Random.seed!(1234); 
v1 = rand(NX,NX,N*1000); 
v2 = rand(NX,NX,N*1000); 
v3 = similar(v1);

s1 = [@SMatrix(rand(3,3)) for v in 1:1000N];
s2 = [@SMatrix(rand(3,3)) for v in 1:1000N];
s3 = similar(s2);

@btime f1!($v3, $v1, $v2)   # 17.172 μs (0 allocations: 0 bytes)
@btime f2!($v3, $v1, $v2)   # 5.536 μs (0 allocations: 0 bytes)
@btime f3!($s3, $s1, $s2)   # 3.903 μs (0 allocations: 0 bytes
1 Like

Thanks for the instant reply and the cool demonstration of StaticArrays! I got similar results with your code. However, I’m a bit confused about its applicability. I thought StaticArrays are stack allocated and so they have limited memory quota. Typing ulimit -a in my MacBook suggests that my stack space is 8 MB (which is consistent with the fact that I get a segfault if I try to do double a[1100000] in a simple C program). In your code, you allocate 1024000*9 Float64 for s1 alone! Why does it still work and not lead to segfault? A related question: since s1 is an array of StaticArrays, and arrays are allocated on heap, where exactly is s1 located? Can I safely use it up to the memory limit (say ~16GB on my laptop)?

Good question.

StaticArrays can be stored on the stack but since they’re isbits, they can also be stored immediately inline within an array. This means that the array [@SVector[1,2],@SVector[3,4]] is stored in memory simply as the sequence of the four Ints smashed together.

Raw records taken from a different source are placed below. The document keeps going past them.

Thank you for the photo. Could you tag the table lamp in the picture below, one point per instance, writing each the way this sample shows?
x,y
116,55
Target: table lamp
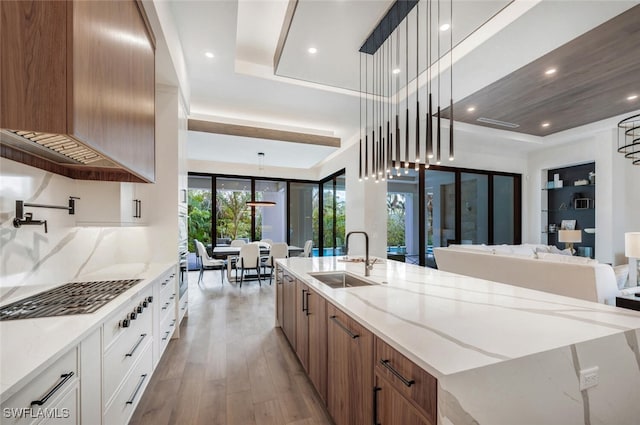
x,y
569,237
632,250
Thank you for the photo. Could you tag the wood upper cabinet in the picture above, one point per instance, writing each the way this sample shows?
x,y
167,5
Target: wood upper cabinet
x,y
350,370
84,69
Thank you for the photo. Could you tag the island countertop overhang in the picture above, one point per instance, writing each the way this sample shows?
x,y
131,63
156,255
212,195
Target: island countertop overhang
x,y
448,323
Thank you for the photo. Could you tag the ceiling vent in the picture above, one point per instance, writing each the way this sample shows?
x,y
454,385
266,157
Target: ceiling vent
x,y
498,122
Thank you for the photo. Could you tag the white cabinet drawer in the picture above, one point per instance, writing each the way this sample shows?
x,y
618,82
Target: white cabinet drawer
x,y
113,327
123,354
128,395
66,410
43,391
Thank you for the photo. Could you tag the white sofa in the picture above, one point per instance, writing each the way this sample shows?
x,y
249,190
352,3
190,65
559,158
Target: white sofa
x,y
521,265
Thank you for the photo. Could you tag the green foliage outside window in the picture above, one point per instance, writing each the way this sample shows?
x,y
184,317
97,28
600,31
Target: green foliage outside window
x,y
199,210
395,219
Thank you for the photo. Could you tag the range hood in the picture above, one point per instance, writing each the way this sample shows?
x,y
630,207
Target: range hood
x,y
61,154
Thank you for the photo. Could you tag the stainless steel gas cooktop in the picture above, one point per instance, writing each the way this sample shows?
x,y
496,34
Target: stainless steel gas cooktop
x,y
70,298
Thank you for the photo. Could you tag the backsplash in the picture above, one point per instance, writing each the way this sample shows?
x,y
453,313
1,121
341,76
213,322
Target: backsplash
x,y
29,256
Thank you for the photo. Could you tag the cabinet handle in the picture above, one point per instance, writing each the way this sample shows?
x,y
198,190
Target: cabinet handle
x,y
375,405
387,364
63,378
135,347
344,328
303,298
135,392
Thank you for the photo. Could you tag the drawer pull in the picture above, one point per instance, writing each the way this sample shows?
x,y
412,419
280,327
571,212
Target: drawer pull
x,y
344,328
375,405
135,393
387,364
63,378
135,347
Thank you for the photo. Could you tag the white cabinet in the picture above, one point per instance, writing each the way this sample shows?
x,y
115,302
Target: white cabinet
x,y
165,311
53,393
111,203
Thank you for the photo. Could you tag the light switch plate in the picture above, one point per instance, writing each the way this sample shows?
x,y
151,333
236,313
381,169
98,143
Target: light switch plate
x,y
589,378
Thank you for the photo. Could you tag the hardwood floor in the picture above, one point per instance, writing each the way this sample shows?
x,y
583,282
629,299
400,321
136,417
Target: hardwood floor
x,y
231,366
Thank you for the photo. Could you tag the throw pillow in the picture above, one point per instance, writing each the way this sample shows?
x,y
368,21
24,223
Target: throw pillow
x,y
561,258
555,250
622,274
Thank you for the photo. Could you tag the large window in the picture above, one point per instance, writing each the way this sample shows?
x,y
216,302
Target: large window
x,y
403,217
440,206
303,213
233,217
271,221
303,210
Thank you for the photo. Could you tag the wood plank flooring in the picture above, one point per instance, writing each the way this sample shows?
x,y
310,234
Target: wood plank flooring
x,y
231,366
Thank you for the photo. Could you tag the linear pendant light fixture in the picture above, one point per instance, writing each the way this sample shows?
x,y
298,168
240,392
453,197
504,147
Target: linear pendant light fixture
x,y
382,88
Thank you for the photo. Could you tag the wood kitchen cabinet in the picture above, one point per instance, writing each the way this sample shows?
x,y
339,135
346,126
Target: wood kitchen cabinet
x,y
311,335
289,308
405,393
391,408
350,371
85,69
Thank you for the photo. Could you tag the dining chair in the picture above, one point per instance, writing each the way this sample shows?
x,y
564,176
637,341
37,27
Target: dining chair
x,y
278,250
308,246
249,258
208,263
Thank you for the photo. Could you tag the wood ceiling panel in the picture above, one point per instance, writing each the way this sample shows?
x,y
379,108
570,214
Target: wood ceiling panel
x,y
596,72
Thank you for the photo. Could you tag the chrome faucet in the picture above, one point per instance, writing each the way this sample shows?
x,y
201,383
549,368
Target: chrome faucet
x,y
367,264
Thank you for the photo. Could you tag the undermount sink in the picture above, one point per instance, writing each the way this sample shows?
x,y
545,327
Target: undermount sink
x,y
340,280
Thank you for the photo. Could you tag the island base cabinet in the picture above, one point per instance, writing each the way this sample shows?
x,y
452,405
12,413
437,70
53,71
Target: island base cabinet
x,y
392,408
349,370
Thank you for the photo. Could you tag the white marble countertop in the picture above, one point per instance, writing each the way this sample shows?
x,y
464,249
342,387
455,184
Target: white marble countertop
x,y
29,345
448,323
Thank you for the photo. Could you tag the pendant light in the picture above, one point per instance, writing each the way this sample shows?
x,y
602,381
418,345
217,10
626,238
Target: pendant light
x,y
385,151
254,203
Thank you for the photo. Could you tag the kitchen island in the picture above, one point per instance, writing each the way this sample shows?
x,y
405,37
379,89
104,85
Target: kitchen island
x,y
501,354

This is in contrast to [[1,2], [3,4]], which simply stores two pointers to two discontinuous arrays.

1 Like

Thanks for the explanation. So in this case the entire s1 is located on heap which has no 8MB limit, right? The remaining issue is that I usually obtain s1 from hdf5 files where data has the format of a 3D array (e.g. s1 = h5read("data_3darray.h5", "group")). Therefore, I need to convert this 3x3x1000000 3D array into a vector of StaticArrays as suggested above (e.g. m1 = [MMatrix{3,3}(v1[:,:,n]) for n in 1:1000N]), this overhead is a daunting 0.310317 seconds (2.05 M allocations: 242.188 MiB)… Is there any faster way to do this conversion?

This can be done without copying
http://juliaarrays.github.io/StaticArrays.jl/latest/pages/api.html#Arrays-of-static-arrays-1

Worked like a charm! For reference, the syntax is s1 = reinterpret(SMatrix{3,3,Float64,9}, reshape(v1,9,1000000)). It doesn’t seem to be compatible with the mutable static matrix though (it fails if I replace SMatrix with MMatrix in the above line), which is a pity… but I guess for an array of matrices that needs to be updated several times, this initialization overhead should be relatively small.

I asked a question a while ago, which has some similar themes to your question. You might find some of the answers I got to be useful.

1 Like

Thanks for the reference. It seems that my best option is to initialize a large array of MMatrix m = zeros(MMatrix{3,3,Float64,9},N) and then assign each element with a for-loop.

I would have opened a new thread for this. Could you ensure that your code is runnable? Which package is h5write from, for example?

As generic advice, have you checked the functions for type stability (e.g. @code_warntype read1())? I kind of expect h5read to be type-unstable.

Just opened a new topic! Thanks!

Note that these will (afaik) not be stored inline.
Is use the SMatrices. Note that while an SMatrix is immutable, so is a Float64, but you can still change the contents of an Array holding (either of) them.